Indeed, Christian energy permeates the protest movement in Hong Kong, even if just 12 percent of the territory’s population is Christian. As pro-democracy crowds surged last year, the hymn “Sing Hallelujah to the Lord” became their rallying cry. Granted, that was to some extent a tactical move, since under Hong Kong ordinances religious gatherings often are permitted when political protests aren’t, but it also reflected the genuine convictions of many of the activists.

Hence the thought exercise: Should what’s happening right now in Hong Kong count as a form of anti-Christian persecution?

At first blush, styling things that way might seem a stretch. After all, there’s little evidence that the three young protest leaders or Lai are being targeted because of their Christian faith; indeed, Hong Kong’s pro-Beijing Chief Executive, Carrie Lam, is herself a Roman Catholic who attended the city’s St Francis’ Canossian College.

Wong, Chow and Ivan Lam are in jail because they defied China’s authority, not because of their religious beliefs, and if Lai is eventually sentenced to a prison term, the same undoubtedly will be true in his case.

In all honesty, there are plenty of Christians in Hong Kong, including a few senior leadership figures, who enjoy good relations with the city’s authorities because they’ve chosen not to endorse the protests and to stay out of the fray. One thus could make a strong argument that what’s playing out here is about politics, not religion, and to drag religion into it is arguably gratuitous.

Except, of course, nobody’s actually “dragging” religion into anything. It’s a fact, not a confessional supposition, that many of the protagonists in Hong Kong’s drama are driven by sincere religious conviction.

Here’s how Chow put things in a 2019 interview.

“I’m a Catholic, and I do think that my participation in social movements is affected by my religion,” she said. “Religious belief and what we learn from our religion and the Bible gives us our belief and courage to fight for freedom and rights for Hong Kong people.”

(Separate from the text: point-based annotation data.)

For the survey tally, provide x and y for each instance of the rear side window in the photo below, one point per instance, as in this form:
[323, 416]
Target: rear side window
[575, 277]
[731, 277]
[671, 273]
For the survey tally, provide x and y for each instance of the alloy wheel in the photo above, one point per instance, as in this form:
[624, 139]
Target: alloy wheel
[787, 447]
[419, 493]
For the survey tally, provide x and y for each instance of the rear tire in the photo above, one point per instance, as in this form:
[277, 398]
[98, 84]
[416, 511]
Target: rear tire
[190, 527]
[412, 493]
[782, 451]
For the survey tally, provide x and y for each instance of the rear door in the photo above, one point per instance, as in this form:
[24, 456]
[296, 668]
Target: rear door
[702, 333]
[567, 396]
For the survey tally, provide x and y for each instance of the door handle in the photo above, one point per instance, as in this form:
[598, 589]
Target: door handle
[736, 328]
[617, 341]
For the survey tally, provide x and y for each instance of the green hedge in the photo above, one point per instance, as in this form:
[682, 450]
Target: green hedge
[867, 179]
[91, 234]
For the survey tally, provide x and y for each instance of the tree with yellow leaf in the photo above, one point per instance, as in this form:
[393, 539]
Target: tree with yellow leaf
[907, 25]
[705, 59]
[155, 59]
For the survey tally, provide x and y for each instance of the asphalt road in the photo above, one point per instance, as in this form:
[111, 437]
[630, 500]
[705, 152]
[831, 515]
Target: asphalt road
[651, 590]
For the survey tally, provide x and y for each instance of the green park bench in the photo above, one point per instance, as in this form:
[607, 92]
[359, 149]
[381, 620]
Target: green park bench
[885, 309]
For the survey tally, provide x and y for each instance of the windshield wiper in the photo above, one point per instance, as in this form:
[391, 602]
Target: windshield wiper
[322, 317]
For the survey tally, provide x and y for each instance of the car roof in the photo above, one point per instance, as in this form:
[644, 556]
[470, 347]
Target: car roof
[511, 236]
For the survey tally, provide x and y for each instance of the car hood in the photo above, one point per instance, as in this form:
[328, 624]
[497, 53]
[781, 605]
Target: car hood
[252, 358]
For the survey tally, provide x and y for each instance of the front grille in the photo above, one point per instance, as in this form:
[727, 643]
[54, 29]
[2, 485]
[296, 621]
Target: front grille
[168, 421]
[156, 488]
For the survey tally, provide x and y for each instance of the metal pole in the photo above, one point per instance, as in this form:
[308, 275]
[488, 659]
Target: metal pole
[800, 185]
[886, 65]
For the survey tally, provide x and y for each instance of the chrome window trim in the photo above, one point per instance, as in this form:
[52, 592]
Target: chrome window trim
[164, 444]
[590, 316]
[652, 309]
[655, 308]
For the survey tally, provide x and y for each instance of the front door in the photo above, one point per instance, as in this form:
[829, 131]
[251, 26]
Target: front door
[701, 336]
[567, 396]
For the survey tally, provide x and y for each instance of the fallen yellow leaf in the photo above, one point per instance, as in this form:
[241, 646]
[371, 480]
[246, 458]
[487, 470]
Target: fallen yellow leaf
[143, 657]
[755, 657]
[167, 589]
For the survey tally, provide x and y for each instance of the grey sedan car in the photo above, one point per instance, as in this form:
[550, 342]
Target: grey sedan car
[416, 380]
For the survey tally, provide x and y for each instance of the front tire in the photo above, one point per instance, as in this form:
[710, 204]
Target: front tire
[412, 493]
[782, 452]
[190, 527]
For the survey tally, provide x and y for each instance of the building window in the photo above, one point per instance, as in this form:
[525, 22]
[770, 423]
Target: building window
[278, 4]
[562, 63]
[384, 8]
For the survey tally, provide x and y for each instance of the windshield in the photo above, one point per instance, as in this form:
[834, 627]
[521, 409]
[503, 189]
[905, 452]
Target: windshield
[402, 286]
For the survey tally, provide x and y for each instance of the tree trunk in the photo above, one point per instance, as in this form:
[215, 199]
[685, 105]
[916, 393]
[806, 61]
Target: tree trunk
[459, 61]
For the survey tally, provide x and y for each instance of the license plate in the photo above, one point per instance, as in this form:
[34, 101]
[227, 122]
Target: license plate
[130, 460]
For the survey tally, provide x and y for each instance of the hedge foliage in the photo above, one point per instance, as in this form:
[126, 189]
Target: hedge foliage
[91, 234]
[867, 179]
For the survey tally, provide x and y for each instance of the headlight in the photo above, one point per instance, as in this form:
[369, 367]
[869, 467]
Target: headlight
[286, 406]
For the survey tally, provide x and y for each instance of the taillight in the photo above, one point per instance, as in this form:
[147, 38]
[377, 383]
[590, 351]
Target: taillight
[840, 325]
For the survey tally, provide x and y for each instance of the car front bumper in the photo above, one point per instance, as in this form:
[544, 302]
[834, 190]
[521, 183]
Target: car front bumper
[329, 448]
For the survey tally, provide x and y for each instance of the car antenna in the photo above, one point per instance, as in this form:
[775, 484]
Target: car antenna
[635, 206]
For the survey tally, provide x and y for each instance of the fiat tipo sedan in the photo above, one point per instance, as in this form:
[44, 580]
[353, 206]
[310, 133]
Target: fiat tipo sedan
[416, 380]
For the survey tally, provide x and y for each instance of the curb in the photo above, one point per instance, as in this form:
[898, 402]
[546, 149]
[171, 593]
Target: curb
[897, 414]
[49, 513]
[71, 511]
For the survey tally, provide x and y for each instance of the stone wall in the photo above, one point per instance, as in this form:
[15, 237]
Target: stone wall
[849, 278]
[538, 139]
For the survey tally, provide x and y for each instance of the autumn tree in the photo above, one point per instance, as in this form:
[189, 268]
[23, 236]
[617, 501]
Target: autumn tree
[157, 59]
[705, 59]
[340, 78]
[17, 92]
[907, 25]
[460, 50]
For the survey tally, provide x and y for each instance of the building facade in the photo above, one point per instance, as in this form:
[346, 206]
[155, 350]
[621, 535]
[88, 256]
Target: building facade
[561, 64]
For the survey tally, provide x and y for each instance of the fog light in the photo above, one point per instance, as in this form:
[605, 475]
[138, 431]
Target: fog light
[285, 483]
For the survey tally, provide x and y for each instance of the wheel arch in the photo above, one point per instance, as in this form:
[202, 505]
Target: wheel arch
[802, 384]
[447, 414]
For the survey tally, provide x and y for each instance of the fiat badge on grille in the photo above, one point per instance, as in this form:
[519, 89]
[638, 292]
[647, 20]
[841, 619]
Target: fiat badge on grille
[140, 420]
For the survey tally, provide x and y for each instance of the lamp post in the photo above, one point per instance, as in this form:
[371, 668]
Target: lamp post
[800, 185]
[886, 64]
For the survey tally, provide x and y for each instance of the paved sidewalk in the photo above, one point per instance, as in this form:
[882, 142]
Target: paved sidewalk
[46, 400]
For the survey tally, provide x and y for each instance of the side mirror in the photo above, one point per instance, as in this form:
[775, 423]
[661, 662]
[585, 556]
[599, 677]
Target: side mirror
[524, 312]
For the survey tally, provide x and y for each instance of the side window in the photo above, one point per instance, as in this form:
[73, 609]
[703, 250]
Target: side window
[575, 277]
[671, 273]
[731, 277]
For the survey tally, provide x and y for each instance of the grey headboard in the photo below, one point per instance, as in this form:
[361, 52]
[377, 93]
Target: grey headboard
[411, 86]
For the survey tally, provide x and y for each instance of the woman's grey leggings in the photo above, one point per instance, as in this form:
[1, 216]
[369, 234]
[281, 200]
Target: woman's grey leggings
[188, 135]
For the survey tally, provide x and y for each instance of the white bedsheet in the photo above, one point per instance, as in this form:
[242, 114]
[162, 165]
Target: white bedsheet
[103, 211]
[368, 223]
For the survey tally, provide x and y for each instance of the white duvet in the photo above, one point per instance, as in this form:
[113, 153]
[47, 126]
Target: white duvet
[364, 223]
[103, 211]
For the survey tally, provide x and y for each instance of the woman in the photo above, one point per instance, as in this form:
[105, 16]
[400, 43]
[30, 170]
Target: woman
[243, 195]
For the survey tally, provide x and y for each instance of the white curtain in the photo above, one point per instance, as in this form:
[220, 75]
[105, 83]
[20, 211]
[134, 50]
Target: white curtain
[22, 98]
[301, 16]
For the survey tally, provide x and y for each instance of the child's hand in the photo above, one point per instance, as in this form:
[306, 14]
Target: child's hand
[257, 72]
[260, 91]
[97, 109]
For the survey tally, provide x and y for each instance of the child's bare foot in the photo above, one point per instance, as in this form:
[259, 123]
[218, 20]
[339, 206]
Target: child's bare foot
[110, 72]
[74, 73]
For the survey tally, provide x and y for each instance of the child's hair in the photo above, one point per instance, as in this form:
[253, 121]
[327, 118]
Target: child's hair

As a result, ignoring the religious component of the Hong Kong storyline is what’s actually artificial, not injecting it.

To put the point differently, perhaps the focus in thinking about what counts as religious persecution shouldn’t be so much on the motives of the one inflicting the persecution as the one suffering it.

Example

In Catholic terms, a classic example is offered by St Oscar Romero of El Salvador. When St Romero was shot through the heart in 1980 while saying Mass, the assassin pulling the trigger probably wasn’t driven by religious hatred; indeed, the demographics of El Salvador being what they are, there’s a good chance the gunmen himself was a practicing Catholic.

Yet over time, the Church came to understand that what mattered was not so much the motives of the killers but rather why St Romero put himself in a position to be shot. He knowingly and repeatedly exposed himself to danger on the basis of his deep Christian faith, which is why he was eventually canonised in 2017.

That same year, Pope Francis issued an amendment to the sainthood process in the Catholic Church, creating a new category for candidates who sacrifice their lives for others. It doesn’t require that the risk to life be fuelled by religious hatred, only that the sacrifice be shaped by religious faith.

In that sense, maybe the answer to our thought exercise can be sought this way: Forget what’s driving the jailers. What are Chow, Wong and the rest doing in jail in the first place, and what does one suppose is sustaining them while there?

If the answer to those questions is, at least in part, about Christianity, then perhaps this ought to count as “anti-Christian persecution” after all.